La Organización Panamericana de la Salud (OPS) ha emitido una alerta ante la posible anticipación de la temporada de gripe en 2026 y un mayor impacto de la enfermedad en las Américas. Esta advertencia se basa en el aumento significativo de la circulación global del virus de la influenza registrado en los últimos meses, según datos de la Organización Mundial de la Salud (OMS). Actualmente, el subtipo influenza A (H3N2) es el predominante en diversos países.
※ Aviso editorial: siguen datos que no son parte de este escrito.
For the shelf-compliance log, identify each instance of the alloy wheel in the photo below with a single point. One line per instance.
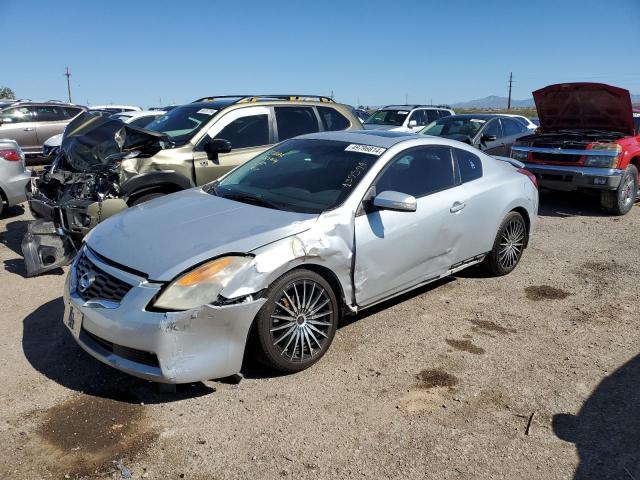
(511, 243)
(301, 320)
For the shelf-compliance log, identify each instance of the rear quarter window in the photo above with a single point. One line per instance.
(469, 165)
(332, 119)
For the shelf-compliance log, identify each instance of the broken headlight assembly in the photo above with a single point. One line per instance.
(201, 285)
(608, 157)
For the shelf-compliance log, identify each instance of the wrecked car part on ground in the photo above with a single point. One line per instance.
(81, 188)
(318, 226)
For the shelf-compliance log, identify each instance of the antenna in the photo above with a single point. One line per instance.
(68, 75)
(510, 84)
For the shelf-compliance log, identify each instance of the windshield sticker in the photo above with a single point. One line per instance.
(370, 149)
(355, 173)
Si bien la circulación actual del virus se encuentra dentro de los parámetros esperados para esta época del año, algunas naciones han observado un inicio más temprano de la gripe y niveles de actividad superiores a los históricos, lo que ha generado preocupación a nivel internacional. Ante esta situación, la OPS y la OMS enfatizan la necesidad de intensificar la vigilancia epidemiológica, preparar los sistemas de salud y ampliar la cobertura de vacunación, especialmente entre los grupos más vulnerables.
Preocupación por la circulación temprana del virus en el Hemisferio Norte
El principal motivo de la alerta es la anticipación de la circulación de la gripe en el Hemisferio Norte, que comenzó antes del invierno y está impulsada por el virus H3N2. Desde agosto de 2025, la vigilancia genómica global ha identificado un rápido crecimiento del subclado J.2.4.1 —también conocido como subclado K—, detectado ya en decenas de países.
Hasta el momento, no existen evidencias de que este subclado aumente la gravedad clínica de la enfermedad. Sin embargo, la OPS recuerda que las temporadas dominadas por el H3N2 históricamente han tenido un mayor impacto en los adultos mayores, lo que refuerza la necesidad de implementar medidas preventivas de manera anticipada.
¿Ha cambiado el virus? ¿Es una nueva cepa?
Según los expertos, el virus de la influenza sufre constantes mutaciones genéticas, un proceso conocido como deriva genética. Los subtipos que más infectan a los humanos —H1N1 y H3N2— continúan generando epidemias anuales.
“El influenza se reinventa constantemente. Incluso aquellos que han tenido gripe recientemente siguen en riesgo”, explica el pediatra e infectólogo Renato Kfouri, de la Sociedad Brasileña de Inmunizaciones (SBIm). Se estima que entre el 15% y el 20% de la población mundial se infecta cada año.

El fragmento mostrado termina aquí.